Well, to answer the first part of your question, I would not know if the floor is changed or unchanged, so on the driving side, we're very optimistic that the change won't make much difference at all. You won't believe us but we had some changes for Valencia anyway which included no hole, irrespective of the rule change, so that's what we were doing.
In relation to winning races with an illegal car, I'm happy to be called lots of things and I'm happy to have criticism about my driving and lots of stuff, but I will not take criticism in that respect. It completely pisses me off to be honest, because the car has passed every single, every single technical regulation after the race. All of the teams that were against it did not make any protest after Monaco, the car passed the test after Bahrain, the car passed the test after Monaco and now there has been a clarification on the rule, and the rule now is different and we had a car that was legal for the first part of the season and now the rule has been changed and we will start again, so looking forward to it.

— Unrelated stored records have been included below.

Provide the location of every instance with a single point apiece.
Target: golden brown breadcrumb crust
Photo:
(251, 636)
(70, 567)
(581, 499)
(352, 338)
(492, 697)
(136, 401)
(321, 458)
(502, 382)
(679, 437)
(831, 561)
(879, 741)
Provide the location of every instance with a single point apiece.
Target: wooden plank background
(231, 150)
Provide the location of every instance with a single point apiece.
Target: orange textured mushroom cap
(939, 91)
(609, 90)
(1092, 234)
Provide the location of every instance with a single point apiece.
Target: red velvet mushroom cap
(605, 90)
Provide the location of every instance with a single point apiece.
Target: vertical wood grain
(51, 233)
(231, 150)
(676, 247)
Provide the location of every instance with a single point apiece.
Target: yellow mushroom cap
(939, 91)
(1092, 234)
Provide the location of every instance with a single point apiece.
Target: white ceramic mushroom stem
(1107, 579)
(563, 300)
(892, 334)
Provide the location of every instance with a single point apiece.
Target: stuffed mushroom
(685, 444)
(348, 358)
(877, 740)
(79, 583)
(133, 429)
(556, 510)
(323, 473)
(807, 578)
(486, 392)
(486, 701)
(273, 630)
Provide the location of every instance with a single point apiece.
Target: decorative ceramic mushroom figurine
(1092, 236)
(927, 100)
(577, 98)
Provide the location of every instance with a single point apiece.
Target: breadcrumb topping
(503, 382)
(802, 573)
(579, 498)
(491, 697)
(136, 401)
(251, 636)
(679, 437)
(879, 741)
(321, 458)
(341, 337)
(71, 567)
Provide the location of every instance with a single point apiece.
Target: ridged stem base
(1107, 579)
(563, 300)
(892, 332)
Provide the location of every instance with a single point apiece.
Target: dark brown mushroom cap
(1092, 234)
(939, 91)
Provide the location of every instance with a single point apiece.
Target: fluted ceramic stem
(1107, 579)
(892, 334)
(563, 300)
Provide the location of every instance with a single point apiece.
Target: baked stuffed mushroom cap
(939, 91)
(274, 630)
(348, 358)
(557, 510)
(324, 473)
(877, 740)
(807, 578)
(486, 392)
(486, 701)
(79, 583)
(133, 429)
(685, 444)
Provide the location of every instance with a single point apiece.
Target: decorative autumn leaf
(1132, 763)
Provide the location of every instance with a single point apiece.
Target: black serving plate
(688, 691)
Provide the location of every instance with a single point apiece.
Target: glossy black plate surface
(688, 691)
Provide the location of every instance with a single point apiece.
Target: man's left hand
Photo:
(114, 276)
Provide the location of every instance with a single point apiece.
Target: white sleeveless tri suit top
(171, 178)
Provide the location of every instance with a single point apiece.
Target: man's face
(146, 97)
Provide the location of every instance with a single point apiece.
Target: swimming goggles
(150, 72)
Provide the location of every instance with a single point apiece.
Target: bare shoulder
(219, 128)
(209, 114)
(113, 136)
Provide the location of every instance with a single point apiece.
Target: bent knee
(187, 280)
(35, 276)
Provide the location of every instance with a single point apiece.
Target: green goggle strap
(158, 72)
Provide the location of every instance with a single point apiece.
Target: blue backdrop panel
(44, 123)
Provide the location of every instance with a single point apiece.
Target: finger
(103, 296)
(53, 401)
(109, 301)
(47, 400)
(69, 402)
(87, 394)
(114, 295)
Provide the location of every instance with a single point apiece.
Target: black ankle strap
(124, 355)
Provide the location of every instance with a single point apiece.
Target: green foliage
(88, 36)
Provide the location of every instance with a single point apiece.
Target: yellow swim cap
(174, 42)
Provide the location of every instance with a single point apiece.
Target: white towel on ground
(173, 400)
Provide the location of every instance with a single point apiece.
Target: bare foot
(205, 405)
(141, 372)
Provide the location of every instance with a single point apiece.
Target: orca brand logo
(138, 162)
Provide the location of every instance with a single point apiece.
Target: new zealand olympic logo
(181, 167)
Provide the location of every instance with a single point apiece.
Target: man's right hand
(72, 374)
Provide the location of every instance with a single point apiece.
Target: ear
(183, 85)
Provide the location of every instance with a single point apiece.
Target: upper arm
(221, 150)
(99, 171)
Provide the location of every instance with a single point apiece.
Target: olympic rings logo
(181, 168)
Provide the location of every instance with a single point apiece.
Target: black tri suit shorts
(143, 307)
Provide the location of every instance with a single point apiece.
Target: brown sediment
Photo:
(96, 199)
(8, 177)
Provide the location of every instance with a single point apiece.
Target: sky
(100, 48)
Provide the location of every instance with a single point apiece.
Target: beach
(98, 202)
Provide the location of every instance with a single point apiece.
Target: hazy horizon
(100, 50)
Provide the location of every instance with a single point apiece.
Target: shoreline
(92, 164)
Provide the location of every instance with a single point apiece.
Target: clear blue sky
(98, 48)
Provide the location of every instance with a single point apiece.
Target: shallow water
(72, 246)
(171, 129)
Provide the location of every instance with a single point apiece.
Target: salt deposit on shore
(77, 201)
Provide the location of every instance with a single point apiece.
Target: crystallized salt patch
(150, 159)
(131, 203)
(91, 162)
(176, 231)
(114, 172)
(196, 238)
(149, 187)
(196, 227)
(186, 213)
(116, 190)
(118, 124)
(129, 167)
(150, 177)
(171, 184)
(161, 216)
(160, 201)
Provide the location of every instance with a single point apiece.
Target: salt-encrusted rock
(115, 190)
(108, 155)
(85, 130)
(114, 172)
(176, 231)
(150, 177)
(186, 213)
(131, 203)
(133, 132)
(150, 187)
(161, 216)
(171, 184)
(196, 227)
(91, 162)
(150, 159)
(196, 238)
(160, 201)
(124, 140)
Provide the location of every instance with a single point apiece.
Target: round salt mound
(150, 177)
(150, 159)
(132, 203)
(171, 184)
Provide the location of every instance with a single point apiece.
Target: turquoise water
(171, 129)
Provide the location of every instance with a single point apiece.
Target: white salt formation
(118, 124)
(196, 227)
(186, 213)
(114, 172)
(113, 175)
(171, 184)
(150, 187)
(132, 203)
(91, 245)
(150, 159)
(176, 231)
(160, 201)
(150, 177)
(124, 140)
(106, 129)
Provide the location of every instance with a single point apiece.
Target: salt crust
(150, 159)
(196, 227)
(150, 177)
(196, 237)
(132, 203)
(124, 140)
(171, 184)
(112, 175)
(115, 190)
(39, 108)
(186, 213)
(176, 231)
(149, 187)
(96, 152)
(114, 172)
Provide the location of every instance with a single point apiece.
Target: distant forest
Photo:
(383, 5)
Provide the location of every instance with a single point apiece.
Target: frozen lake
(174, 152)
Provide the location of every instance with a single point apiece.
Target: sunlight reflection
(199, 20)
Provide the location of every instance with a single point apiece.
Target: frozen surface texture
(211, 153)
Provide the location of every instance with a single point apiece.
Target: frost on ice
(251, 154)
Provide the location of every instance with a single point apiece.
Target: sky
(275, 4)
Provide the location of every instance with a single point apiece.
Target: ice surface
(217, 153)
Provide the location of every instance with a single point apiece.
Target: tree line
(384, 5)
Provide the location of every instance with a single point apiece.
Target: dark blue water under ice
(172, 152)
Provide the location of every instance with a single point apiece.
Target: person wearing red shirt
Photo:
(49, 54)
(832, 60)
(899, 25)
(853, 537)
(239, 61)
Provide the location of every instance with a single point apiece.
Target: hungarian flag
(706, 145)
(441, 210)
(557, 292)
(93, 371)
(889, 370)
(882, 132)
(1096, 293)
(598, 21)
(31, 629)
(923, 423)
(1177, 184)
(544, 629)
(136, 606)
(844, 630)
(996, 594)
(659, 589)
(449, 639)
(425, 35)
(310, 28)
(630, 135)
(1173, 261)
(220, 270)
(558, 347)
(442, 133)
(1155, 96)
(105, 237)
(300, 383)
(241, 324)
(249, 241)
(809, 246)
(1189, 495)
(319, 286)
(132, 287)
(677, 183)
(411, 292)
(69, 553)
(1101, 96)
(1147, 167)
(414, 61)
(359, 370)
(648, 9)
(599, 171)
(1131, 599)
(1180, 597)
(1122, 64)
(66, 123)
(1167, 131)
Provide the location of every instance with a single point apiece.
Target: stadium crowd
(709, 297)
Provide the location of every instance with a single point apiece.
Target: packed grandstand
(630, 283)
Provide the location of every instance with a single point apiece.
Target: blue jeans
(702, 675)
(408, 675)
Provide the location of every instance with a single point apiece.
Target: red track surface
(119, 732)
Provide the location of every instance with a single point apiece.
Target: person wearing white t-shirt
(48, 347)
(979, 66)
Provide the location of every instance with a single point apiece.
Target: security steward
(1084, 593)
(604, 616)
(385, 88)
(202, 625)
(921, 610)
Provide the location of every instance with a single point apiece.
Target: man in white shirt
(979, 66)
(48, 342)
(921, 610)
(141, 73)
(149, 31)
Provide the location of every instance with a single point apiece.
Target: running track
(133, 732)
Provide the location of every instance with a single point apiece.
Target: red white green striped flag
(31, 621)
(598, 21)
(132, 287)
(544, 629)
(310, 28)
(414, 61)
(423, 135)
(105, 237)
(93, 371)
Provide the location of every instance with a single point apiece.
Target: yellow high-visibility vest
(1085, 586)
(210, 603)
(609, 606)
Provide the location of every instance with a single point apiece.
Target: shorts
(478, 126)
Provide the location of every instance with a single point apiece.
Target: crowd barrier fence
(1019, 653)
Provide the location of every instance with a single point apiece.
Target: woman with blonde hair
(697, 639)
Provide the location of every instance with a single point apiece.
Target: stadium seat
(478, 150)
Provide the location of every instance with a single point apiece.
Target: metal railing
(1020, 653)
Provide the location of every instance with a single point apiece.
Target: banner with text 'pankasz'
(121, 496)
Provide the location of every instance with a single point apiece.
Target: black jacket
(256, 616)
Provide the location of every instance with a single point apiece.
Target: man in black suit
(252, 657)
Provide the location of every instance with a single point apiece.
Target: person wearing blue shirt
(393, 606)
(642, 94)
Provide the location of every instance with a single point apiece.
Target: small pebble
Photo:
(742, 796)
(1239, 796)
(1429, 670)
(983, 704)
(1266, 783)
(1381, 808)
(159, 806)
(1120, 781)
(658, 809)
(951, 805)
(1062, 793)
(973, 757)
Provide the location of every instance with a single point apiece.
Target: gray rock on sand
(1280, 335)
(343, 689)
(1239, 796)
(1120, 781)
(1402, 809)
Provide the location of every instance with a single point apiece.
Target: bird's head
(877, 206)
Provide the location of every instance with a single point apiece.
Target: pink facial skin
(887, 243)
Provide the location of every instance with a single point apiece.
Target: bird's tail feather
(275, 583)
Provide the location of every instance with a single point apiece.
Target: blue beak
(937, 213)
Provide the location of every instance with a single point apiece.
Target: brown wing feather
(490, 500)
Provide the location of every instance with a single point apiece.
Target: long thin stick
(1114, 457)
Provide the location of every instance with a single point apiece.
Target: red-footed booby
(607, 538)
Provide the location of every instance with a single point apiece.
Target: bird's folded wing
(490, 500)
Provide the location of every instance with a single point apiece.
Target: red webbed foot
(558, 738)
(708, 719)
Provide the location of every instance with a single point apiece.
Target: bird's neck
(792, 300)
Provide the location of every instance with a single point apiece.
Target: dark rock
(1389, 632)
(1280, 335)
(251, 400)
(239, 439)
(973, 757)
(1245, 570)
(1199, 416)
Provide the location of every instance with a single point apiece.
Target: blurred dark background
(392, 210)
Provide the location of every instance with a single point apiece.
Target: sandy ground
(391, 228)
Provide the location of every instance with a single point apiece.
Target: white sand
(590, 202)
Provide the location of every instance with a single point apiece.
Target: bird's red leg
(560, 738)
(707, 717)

(Livio Oricchio – O Estado de Sao Paulo)
Mark, Red Bull
has never won the race here, even in the season when you won almost everything. Are the circumstances very particular in this Grand Prix or does it just not suit your car?
It just looks like in '09, '10, we probably didn't have the best car in low downforce or lower downforce. The team has been competitive for two or three, four seasons now and as you say, the Montreal win has not been there for us. Obviously Seb was very close last year but lost the concentration at the end and Jenson was there to capitalise. I think that judging by how the start of the season has gone, there is every chance that we can still do well here. If you look at Spa and Monza last year, we were very very very strong in those low downforce configuration track, actually stronger that we were on the other tracks but I don't think that will carry over to this weekend. I think that there's no real form card. We come here confident but not crazy on confidence. We know we have a lot of tough competition but I think Fernando was the last guy to win here with a Renault
engine, so that's something that they would like to win here again. They've had a lot of amazing success together with us at Red Bull, so as you say, it's a bit of a scalp which would be nice to get. But again, it's a nice problem to have when you've won so many races around the world in the last few years, but we would like to get Canada on track for Red Bull. When you're aiming high, sometimes you don't always get the goals.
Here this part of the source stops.